Work is extremely busy right now and only going to get busier. But I love what I do. It's strange I never thought I would enjoy paperwork, and sitting behind a desk all day long, but I do. It is challenging and fun all at the same time. A world away from that costume designing job in Hollywood that I dreamed about when I was in high school and College, but then again I never thought I would be 38 and still single either. Oh well. Maybe I am meant to be single forever, who knows? Certainly not me. Kind of a heart breaking thought, but one I must face at this age in life. Lately the thought has gotten me into a funk and a little depressed. I see these married people around me with their perfect little families in their warm inviting homes, and I admit I am jealous. I wanted that life, I want that life. I want all of those loving family moments and all of the heartbreaks that go with it. I want a family of my own, and as I face the thought of living the rest of my life out like I am now and it does not make me very happy. It just makes me sad and a little more lonely every day.

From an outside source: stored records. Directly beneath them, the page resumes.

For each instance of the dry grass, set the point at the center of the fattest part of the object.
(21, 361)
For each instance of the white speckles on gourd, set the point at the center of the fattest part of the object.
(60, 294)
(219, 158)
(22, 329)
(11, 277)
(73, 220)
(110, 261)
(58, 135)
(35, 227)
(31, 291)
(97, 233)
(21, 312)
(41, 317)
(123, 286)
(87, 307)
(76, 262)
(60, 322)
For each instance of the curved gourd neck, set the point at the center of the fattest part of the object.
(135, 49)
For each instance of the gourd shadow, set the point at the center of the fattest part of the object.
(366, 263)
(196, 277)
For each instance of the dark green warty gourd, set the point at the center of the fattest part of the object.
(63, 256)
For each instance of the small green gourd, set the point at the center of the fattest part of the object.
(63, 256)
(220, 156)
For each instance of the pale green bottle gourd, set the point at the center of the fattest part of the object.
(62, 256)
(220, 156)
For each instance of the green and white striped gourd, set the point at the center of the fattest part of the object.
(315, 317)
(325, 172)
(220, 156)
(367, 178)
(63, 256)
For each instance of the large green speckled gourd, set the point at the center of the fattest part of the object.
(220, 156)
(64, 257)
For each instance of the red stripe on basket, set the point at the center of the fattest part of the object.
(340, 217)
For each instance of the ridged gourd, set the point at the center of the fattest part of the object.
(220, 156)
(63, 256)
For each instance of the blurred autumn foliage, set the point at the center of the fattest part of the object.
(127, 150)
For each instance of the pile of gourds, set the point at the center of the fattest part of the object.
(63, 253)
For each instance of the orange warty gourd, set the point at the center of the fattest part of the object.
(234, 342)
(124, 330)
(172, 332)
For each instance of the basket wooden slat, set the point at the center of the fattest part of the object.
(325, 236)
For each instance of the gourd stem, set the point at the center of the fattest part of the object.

Maybe its just this time of year, when all my friends seem to be going on family vacations, having family cook outs, and looking forward to spending the summer doing wonderful things with their kids, and I still just have me and my 4 cats that I am extremely allergic to. I always dreamed of quitting my job and being a stay at home Mom. But it appears I will spend the rest of my life working and coming home to an empty apartment.
Heck I found out this week my best friend's little sister who was born when we were in 8th grade and who is now married is pregnant. I am happy for her, but sad for me. I remember when she was 13 and in 8th grade herself, I lived with her for most of that year and loved every minute I got to play "mom" with her and her friends. I knew after that I would be a great mom one day, but who knew that one day would never happen for me? Who knew that kid would go on to get married and pregnant before I did? Not me. Everyone's life seems to grow and change around me, and I find myself stuck in this proverbial life holding pattern. Knowing I must face the fact I may never find my one true love. Why is that? What do I do to drive men away, or keep them away? It must be something I do. It must be the way I look, act, dress, something! I wish I knew. I wish I could get passed this unhappiness that eats away at my heart right now. I wish I could find a way to quit looking at what everyone has and what I don't and be happy again.